Eighty-seven minutes are on the clock. A grimace appears on Ousmane Dembele's face as he heads towards the France bench holding his leg. He'd only been on the pitch 30 minutes before the all-too-familiar feeling re-entered his life once again.
That injury, that was picked up in France's 1-1 draw with Hungary in last year's Euros, would keep Dembele out for a total of 134 days. A knee problem that sidelined the Frenchman for the majority of the first half of the 2021/22 campaign.
Finally, he was back. Dembele was brought on in Barcelona's Champions League clash with Dynamo Kiev on November 2 for his first appearance of the season. The crucial thing for Dembele was to keep himself fit and available for the remainder of the campaign.
READ MORE: Ousmane Dembele threat, Edouard Mendy plan - Chelsea summer transfer window state of play
As November 4 rolls around, Barcelona release this statement: "The first team player Ousmane Dembele has a strain in the semimembranosus muscle of his left hamstring". At this point, as sad as it was, it didn't shock too many people.
Many people on social media jumped to the conclusion that Dembele's time at Barcelona was over following his latest injury setback. Back then, the France international had about nine months remaining on his contract with the Catalan club before he became a free agent in the summer. Is his injury record at Barca enough to put the likes of Chelsea off when it comes to making a move for the talented winger this summer, though?
"While he's had a lot of bad injuries, if you look at the past couple of years, there isn't a reason to be fatalistic about it," Spanish football expert Sid Lowe tells football.london in an exclusive interview. "The season just gone, he played in the second half of the season where he was fit and actually played really well in a structure that seemed to work for him."
He did indeed. The 25-year-old registered 13 assists in just 21 La Liga matches for Barca in a new-look system under club legend Xavi Hernandez. A system that seemed to really suit Dembele.
"He is a bizarre player," Lowe adds. "He can go from infuriating to awful, sometimes in exactly the same move, but it's not always just about injuries.

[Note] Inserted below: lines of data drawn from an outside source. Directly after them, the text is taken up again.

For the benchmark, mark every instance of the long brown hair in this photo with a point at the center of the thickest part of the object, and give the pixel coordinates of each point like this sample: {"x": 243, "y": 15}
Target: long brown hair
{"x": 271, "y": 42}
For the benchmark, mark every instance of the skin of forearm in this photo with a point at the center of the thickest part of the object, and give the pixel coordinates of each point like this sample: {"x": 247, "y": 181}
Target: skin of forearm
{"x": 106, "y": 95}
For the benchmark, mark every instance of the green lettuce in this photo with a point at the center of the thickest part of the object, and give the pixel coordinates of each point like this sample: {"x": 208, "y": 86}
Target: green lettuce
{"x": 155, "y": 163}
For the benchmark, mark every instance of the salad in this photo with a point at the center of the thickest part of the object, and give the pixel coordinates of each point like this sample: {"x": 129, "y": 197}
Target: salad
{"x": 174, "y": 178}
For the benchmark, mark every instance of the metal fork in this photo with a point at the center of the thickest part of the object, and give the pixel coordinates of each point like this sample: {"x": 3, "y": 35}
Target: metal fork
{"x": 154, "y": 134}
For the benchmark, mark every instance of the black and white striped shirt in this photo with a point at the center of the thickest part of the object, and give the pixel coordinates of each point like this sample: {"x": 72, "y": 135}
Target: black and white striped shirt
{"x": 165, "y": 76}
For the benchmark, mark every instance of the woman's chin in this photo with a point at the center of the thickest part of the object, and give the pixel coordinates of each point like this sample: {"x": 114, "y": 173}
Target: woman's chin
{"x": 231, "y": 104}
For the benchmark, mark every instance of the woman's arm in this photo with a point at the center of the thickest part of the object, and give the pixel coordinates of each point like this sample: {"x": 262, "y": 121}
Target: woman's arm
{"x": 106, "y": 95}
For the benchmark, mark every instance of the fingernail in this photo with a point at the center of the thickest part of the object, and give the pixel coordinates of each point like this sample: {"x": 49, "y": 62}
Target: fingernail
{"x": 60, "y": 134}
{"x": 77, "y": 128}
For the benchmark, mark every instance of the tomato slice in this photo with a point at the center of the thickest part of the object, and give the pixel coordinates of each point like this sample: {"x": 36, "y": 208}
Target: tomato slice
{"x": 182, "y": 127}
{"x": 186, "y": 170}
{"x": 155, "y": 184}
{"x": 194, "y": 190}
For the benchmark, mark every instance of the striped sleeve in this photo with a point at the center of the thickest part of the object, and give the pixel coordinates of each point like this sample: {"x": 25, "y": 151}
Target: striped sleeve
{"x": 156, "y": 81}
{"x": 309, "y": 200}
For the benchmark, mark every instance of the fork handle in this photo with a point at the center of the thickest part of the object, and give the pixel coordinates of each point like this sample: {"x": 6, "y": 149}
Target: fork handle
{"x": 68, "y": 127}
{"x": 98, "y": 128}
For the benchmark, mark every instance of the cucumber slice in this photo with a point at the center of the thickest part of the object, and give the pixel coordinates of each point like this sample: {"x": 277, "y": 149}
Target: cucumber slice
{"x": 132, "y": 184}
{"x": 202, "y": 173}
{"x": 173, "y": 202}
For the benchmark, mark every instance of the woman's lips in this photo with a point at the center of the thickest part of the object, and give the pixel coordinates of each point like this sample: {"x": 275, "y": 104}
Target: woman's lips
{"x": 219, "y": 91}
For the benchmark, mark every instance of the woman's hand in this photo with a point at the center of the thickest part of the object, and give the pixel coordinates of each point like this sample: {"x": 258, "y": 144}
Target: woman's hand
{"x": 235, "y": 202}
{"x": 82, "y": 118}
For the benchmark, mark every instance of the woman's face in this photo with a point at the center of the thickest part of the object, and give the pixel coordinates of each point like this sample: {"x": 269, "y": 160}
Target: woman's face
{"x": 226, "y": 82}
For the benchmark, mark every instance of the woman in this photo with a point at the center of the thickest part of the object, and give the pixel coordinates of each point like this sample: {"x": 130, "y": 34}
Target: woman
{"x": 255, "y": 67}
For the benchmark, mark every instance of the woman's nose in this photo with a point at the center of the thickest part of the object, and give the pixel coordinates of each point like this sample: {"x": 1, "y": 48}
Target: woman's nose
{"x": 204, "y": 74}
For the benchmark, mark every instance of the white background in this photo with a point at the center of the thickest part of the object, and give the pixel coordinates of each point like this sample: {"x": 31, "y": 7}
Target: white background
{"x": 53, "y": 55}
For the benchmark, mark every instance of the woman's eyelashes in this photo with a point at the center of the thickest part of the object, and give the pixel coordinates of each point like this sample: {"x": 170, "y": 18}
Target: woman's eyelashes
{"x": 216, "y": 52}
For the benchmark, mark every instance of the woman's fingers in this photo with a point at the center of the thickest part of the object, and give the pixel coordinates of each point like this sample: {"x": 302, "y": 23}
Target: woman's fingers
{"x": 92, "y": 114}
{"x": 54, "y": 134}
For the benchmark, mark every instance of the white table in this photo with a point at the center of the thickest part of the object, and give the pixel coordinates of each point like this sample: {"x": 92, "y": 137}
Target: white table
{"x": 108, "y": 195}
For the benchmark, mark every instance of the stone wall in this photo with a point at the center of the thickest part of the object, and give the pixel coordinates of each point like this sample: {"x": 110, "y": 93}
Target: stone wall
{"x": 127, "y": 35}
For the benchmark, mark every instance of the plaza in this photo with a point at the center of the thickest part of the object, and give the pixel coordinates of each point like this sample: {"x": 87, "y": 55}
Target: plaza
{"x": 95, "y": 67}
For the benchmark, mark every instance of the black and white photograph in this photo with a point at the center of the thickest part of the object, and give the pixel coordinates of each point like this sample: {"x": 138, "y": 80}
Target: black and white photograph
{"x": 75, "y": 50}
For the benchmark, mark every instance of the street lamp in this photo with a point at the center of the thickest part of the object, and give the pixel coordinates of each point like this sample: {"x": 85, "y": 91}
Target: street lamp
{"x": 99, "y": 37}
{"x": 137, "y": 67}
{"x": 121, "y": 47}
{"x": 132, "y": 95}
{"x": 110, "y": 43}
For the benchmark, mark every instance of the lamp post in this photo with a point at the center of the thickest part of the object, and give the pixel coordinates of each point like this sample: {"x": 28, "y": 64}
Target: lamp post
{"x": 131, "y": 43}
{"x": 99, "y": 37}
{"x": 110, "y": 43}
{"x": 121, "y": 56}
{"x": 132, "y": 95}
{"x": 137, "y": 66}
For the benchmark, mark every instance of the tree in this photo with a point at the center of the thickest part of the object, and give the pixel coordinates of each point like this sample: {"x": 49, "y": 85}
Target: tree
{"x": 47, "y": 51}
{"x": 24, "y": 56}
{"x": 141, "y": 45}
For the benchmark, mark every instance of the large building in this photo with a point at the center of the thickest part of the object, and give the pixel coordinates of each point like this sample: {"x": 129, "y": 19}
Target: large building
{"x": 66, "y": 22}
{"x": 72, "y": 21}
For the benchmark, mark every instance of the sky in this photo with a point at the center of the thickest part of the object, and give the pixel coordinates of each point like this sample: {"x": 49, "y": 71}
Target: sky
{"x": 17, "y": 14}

"I think the improvement in the structure has helped him play better. In a way, the forcing of certain options on him because he's a player who has sometimes taken bad decisions on the pitch in terms of choosing the wrong pass and so on.
"I think in a way you can improve that by effectively making it impossible for him to pick the wrong pass. You can obviously never make it completely impossible, but make the options clearer - giving him the exit points that he needs. Obviously, repetition over and over again so it becomes second nature."

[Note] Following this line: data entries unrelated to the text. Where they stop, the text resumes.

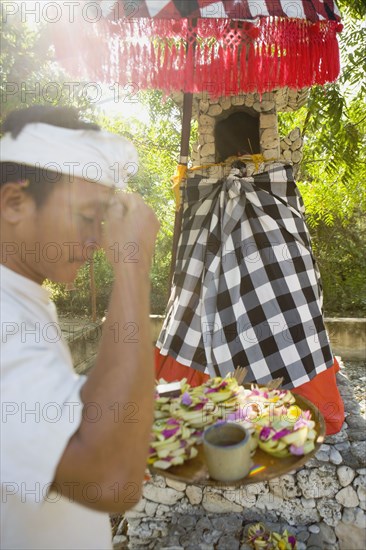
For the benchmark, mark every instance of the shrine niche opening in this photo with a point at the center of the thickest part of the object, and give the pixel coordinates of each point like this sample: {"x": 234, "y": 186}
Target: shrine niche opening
{"x": 238, "y": 134}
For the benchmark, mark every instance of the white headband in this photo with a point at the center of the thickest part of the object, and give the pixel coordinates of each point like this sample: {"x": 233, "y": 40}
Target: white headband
{"x": 99, "y": 157}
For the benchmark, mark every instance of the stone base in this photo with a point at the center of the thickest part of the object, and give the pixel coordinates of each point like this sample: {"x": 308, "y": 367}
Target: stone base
{"x": 323, "y": 504}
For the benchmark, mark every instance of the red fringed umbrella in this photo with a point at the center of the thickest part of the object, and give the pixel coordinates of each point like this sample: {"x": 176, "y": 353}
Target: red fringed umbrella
{"x": 223, "y": 47}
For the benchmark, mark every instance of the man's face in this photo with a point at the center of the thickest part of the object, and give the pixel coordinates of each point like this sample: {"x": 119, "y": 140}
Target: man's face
{"x": 58, "y": 237}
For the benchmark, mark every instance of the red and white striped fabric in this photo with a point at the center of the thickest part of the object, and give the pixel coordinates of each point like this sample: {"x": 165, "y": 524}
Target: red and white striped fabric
{"x": 312, "y": 10}
{"x": 224, "y": 47}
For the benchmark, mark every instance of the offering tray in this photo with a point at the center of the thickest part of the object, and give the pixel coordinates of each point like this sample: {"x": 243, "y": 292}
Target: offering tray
{"x": 265, "y": 466}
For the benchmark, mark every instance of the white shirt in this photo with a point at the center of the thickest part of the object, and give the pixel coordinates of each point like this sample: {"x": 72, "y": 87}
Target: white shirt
{"x": 41, "y": 410}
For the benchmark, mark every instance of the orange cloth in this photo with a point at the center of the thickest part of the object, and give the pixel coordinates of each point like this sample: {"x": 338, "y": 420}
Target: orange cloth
{"x": 322, "y": 390}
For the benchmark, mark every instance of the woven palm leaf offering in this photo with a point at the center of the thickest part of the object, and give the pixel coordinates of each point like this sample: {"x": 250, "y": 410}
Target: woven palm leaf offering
{"x": 281, "y": 425}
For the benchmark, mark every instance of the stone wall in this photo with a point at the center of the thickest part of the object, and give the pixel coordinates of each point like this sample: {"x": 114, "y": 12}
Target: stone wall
{"x": 273, "y": 147}
{"x": 323, "y": 504}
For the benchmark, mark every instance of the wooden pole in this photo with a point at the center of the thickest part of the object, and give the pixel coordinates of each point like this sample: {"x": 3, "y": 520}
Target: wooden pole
{"x": 93, "y": 290}
{"x": 183, "y": 159}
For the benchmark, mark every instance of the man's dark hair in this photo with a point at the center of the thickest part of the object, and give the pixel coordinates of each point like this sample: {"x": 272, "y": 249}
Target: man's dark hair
{"x": 41, "y": 181}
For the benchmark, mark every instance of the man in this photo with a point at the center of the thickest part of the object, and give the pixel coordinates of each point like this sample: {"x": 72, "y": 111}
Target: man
{"x": 71, "y": 448}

Dembele joined Barcelona in 2017 for a mind-blowing £126million and it's safe to say he has not lived up to his extortionate price tag since switching from Borussia Dortmund. There were several questions raised over his attitude, along with his fitness, but this season it seems as if his approach has changed.
"He's acting like a true professional," Xavi said on Dembele back in February, with just months remaining on the winger's deal. "I'm very happy with him, even when he knew he wasn't in the squad, he's been a model professional.
"I haven't had the slightest problem with Ousmane. I've heard all sorts of things: that he hasn't been professional and that he hasn't looked after himself. I can tell you now that it's the complete opposite, he's looking after himself, is professional, has been training well, and is positive in and around the group."
There are numerous external factors that can lead to performance drops on the pitch, or perhaps picking up consistent injuries. Arriving at Barcelona when he was just 20-years-old, Dembele still had a lot of maturing to do. Five years on, the Frenchman, with help of Barcelona, has rectified that, it seems.
"I think what Barcelona have done is about lifestyle, it's about sleeping hours, it's about looking after him, it's about trying to see the early signs," Lowe adds. "Some of it is very back luck [when it comes to injuries], some of it is not manageable.
"A lot of it was about him. For example, the introduction of a chef to cook for him properly, to cook the type of things an athlete should be eating. The suggestion was that he hadn't been [eating well] before.
"His sleeping hours were not always brilliant. That's not to say he was necessarily a bad boy, but I suppose he was a kid in some ways."
He added: "This is definitely a coachable player, but it's definitely a player that can be both absolutely brilliant and not very good at all - and sometimes that's in the same game. In terms of his skill set, he's an extraordinary player. I really cannot stress that enough.
"He's genuinely a two-footed, incredibly quick, very, very fast from a standing start and his lateral movement, I don't think I've ever seen anything quite like it. The ability to sort of shift his weight from left to right, going absolutely horizontally, he doesn't need the step forward to shift, he can literally go side to side.
"I said this on our podcast, I remember a computer game called Yie Ar Kung-Fu when I was little. There was a character who hopped side to side and that's what Dembele does now. When facing a defender, he can go left or right and that makes him very difficult to stop."
Dembele is certainly an enigma. He is someone that needs to improve his consistency levels, but he is also someone that can win a game with a single run. He is someone that can leave defenders looking silly. He is someone so unpredictable that it can frighten defenders. And, finally, he is someone Chelsea hold a firm interest in with the summer transfer window now open.